When ACI 522.1 was written, there was a lot of debate about what should be considered a certified pervious concrete contractor. Within the final document, formal reference was made to the National Ready Mix Concrete Associations' pervious concrete contractor certification program, and it's three levels of qualification. The committee decided a contractor could be considered certified if he had 1 craftsman, 3 installers, or 5 technicians on the jobsite.
The highest level of qualification, Craftsman, requires extensive work experience, an accompanying certification as an ACI Flatwork Technician, and passing a written test. In a Utopian world, all pervious concrete would be perfectly placed by those with a Craftsman certification. It truly indicates that somebody has spent the time learning the art of placing pervious concrete. If you look at healthy pervious concrete markets like Seattle and Florida, you will find a healthy number of contractors employing at least one Craftsman.
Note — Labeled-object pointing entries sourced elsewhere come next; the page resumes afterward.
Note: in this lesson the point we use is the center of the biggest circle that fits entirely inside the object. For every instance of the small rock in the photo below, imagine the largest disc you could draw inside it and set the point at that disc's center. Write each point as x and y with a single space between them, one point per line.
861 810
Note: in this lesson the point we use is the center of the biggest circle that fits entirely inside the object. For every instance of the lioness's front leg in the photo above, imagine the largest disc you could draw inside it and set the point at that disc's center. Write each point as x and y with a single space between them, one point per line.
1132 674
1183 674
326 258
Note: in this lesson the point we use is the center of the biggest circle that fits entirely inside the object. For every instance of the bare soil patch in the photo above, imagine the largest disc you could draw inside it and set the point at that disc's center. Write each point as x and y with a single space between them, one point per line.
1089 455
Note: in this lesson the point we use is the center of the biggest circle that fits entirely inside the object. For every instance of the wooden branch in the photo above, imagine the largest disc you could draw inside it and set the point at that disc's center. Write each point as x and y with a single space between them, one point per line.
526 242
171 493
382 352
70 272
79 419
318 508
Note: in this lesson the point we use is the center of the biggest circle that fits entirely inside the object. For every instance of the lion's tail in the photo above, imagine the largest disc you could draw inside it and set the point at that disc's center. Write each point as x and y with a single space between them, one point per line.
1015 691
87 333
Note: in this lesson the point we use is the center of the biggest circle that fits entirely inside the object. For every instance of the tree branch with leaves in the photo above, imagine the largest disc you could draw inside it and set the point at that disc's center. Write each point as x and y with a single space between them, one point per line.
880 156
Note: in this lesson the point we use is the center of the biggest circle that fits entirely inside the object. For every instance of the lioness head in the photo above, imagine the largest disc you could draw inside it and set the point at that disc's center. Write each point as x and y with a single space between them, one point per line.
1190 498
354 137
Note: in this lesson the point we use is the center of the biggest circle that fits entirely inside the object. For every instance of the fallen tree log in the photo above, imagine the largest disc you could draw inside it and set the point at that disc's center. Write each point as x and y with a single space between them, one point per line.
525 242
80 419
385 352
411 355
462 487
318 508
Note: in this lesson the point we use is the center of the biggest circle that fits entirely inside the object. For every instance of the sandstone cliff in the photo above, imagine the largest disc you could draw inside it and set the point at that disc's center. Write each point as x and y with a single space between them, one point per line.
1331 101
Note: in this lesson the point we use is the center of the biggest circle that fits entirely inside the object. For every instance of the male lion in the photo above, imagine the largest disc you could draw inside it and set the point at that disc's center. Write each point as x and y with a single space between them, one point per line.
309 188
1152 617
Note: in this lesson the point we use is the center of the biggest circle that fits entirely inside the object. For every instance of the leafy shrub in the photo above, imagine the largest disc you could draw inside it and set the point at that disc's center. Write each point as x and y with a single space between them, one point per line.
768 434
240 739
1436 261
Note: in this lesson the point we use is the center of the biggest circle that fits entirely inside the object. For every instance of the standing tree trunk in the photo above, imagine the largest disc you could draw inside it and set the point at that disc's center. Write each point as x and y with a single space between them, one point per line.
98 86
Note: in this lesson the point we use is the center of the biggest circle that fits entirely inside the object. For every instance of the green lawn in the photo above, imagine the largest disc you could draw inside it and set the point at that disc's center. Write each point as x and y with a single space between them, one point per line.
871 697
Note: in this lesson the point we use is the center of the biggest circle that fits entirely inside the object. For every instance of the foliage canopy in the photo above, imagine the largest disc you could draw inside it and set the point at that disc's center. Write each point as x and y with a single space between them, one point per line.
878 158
The next level down is the Installer. Installers have completed 3 projects totaling more than 10,000 sq. ft., maintain an ACI Flatwork Technician certification, and have passed a written exam. This level was not in the original certification program, but was added to allow less experienced contractors to serve the newer markets. The idea was that these contractors would quickly upgrade to Craftsman as the market matured.
Technician is the lowest level of certification. To become a Technician one only needs to pass a written test. One can actually become a techician without ever seeing real pervious concrete -- fresh or hardened. There has been some debate in the industry -- was it a mistake to write 522.1 to allow five Technicians to place pervious concrete?
Not speaking on behalf of the committee, only sharing my own opinion -- it was the right decision. Five years ago, when pervious concrete was a rare sight, it made sense to allow crews with five Technicians to place pervious concrete -- otherwise there would be no contractors in the market. As the market grows and matures, those Technicians are becoming Installers, and Installers are becoming Craftsmen. As the ACI Pervious Concrete committee prepares to rewrite 522.1, we'll see how the opinions of those in the industry shape the definition of a "Certified Pervious Concrete Contractor".